KAYA: DOLARIN YÜKSELİŞİ PİYASALARI OLUMSUZ ETKİLİYOR
Diyarbakır Ticaret ve Sanayi Odası (DTSO) Başkanı Mehmet Kaya, piyasaların istikrar aradığını, belirsizliğin ise piyasaları olumsuz etkilediğini söyledi. Dolardaki yükselişin piyasaları belirsizliğe ittiğini ifade eden Kaya, “Türkiye her ne kadar ihracat rakamları artsa bile, sonuçta ithalata bağlı ihracat ağırlıklı bir ülke. Kendi ürettiğini, imal ettiğini satmaktan çok dışarıdan ithal ettiği ürünü fazla olan bir ülkeden söz ediyoruz. Onun için ister istemez bir belirsizlik ve insanlarda ne olacak diye bir endişe var. Her ne kadar ihracat rakamı yükselse bile, bizim yerelde üretimi artıracak desteklere ihtiyacımız var. Özellikle ithalata dayalı olmayan ihracatı destekleyecek yeni bir politika oluşturması gerekiyor hükümetin. Bunu oluşturmadığı takdirde ürün bulamama içeriye de yansıyacak. Sadece koruma tedbirleri ile bunun gerçekleşme olasılığı yok” dedi.

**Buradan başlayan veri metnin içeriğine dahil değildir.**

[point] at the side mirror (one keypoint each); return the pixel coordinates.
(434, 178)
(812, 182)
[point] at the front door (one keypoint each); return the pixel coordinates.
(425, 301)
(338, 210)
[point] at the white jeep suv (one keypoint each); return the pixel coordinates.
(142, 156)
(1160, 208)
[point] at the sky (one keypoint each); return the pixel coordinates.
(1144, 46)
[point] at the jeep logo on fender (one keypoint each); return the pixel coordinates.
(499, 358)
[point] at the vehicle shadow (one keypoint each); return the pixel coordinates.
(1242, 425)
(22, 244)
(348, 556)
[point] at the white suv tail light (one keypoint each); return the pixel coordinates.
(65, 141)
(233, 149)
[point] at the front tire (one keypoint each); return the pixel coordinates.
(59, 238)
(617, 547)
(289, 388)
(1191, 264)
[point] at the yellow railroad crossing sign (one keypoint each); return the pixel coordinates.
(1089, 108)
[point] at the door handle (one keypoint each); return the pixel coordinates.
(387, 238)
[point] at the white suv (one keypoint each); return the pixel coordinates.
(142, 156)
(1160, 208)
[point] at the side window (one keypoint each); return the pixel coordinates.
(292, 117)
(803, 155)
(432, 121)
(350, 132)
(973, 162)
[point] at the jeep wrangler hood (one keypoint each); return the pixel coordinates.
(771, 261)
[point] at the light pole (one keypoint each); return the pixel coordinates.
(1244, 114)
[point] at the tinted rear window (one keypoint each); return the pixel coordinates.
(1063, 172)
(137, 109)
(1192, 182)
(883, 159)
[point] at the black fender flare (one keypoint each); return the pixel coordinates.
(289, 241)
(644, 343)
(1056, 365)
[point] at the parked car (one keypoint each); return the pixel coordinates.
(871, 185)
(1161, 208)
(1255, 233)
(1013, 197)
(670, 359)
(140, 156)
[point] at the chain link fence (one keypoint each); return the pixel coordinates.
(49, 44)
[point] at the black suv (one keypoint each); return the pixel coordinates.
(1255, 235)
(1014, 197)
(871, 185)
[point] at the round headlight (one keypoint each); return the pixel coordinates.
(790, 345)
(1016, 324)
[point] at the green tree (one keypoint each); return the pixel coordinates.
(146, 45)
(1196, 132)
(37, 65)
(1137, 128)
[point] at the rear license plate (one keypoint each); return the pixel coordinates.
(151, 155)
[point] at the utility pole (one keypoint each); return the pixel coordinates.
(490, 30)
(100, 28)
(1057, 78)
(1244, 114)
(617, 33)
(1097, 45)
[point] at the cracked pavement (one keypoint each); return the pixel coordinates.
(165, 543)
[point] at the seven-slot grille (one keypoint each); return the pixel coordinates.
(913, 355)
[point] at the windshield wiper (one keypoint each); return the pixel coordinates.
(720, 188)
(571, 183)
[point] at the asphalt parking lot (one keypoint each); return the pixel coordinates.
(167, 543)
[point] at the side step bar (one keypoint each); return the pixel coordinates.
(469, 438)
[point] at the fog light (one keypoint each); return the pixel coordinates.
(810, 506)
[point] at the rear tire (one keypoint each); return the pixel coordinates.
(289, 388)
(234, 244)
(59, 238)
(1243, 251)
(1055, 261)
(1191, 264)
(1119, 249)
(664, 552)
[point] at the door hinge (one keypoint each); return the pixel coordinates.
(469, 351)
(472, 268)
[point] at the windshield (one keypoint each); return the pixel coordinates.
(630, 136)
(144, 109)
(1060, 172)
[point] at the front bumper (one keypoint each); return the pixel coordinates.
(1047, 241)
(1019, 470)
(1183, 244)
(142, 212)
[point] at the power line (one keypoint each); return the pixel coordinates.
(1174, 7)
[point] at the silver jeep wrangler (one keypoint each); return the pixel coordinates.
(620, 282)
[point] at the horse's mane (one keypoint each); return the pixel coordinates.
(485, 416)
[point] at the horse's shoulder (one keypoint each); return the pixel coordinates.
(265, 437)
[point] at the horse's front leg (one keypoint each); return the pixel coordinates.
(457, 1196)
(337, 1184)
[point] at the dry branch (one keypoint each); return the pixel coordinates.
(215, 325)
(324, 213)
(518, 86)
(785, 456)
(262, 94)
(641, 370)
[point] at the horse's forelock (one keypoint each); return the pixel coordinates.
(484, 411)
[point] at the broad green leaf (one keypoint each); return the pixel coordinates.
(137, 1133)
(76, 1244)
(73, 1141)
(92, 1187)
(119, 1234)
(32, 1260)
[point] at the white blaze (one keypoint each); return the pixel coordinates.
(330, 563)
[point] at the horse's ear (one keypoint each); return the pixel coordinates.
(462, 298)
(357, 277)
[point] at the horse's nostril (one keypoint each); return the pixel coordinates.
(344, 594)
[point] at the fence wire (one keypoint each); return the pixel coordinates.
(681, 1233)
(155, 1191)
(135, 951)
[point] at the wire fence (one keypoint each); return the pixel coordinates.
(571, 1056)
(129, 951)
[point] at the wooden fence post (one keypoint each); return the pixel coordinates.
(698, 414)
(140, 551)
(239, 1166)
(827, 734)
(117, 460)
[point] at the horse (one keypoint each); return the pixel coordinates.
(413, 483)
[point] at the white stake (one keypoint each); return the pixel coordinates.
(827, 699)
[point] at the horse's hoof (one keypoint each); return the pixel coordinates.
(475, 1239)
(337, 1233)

'İŞ SEKTÖRÜ FİNANSA ERİŞEMİYOR'
Bölgedeki iş sektörünün finansa erişim konusunda sıkıntı yaşadığı için üretime dayalı yatırım yapamadıklarını ifade eden Kaya, bankaların politikasını eleştirdi. Özel bankaların sadece tüketici kredileri verdiğini ifade eden Kaya, “Bizim en büyük sorunumuz finansa erişim. Bu hala çözülmüş değil. Piyasanın bu kadar imalata, ihracatçıya, yatırımcıya ihtiyacı olduğu bir dönemde özellikle özel bankalar, bir kısım kamu bankası hala tüketiciye yönelik kredi dışında krediye girişmemesi bana göre finansta en önemli sorun. Bankalar, maalesef özel bankalar risksiz, maaş alan kişiye bireysel kredi vermeyi birinci hedef olarak koymuşlar bu dönemde. Bu dönemde bunların değil, tamamen tersi imalatçıya yönelik uzun vadeli kredi paketlerini oluşturmaları gerekiyor” diye konuştu.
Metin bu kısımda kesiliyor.